Em geral, os europeus e japoneses seguem confiando em Obama, embora menos que em 2009. Enquanto isso, a opinião pública nos países muçulmanos permanece "amplamente crítica" ao líder americano, segundo a pesquisa de 114 páginas.
A maioria das nações europeias segue qualificando positivamente os EUA, assim como Japão e Brasil. Na Espanha, por exemplo, 58% dos entrevistados tem uma opinião favorável aos EUA, em comparação com 32% contrários.
Enquanto isso, no México, a confiança em Obama caiu de 55% em 2009 para 42% neste ano, enquanto as opiniões favoráveis para os EUA também diminuíram de 69% a 56% nesse mesmo período.

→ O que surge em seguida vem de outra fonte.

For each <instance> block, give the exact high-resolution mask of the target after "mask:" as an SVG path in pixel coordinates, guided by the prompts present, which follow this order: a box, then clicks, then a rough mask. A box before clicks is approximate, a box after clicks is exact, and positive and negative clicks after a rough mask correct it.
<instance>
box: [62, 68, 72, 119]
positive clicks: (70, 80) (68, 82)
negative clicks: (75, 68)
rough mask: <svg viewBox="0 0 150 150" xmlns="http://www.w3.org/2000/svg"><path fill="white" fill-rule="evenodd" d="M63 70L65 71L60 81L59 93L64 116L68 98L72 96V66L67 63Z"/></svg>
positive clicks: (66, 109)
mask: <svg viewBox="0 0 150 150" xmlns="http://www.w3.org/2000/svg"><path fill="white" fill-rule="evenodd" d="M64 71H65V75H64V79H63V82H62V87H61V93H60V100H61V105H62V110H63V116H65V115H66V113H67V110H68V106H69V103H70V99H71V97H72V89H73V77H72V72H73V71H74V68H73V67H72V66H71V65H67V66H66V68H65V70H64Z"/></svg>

A enquete destacou que a "era Obama" coincidiu com grandes mudanças nas percepções internacionais do poderio americano, em particular sua influência econômica. A crise financeira global e a constante ascensão da China, disse Pew, fizeram com que muitos países declarassem o país asiático como o líder econômico mundial.
Essa tendência é especialmente forte entre alguns dos aliados dos EUA na Europa. Em 2008, uma média de 45 nomeou os EUA como o líder econômico mundial, e só 22% disse o mesmo da China. Hoje, só 36% mantém essa opinião de EUA, enquanto 42% acredita que a China agora está na frente.
Assim, 62% dos alemães, 58% dos britânicos e 57% dos franceses e espanhóis nomearam à China como o "líder econômico mundial" nesta pesquisa. A enquete foi realizada em mais de 26 mil pessoas em 21 países, e a margem de erro varia segundo o país.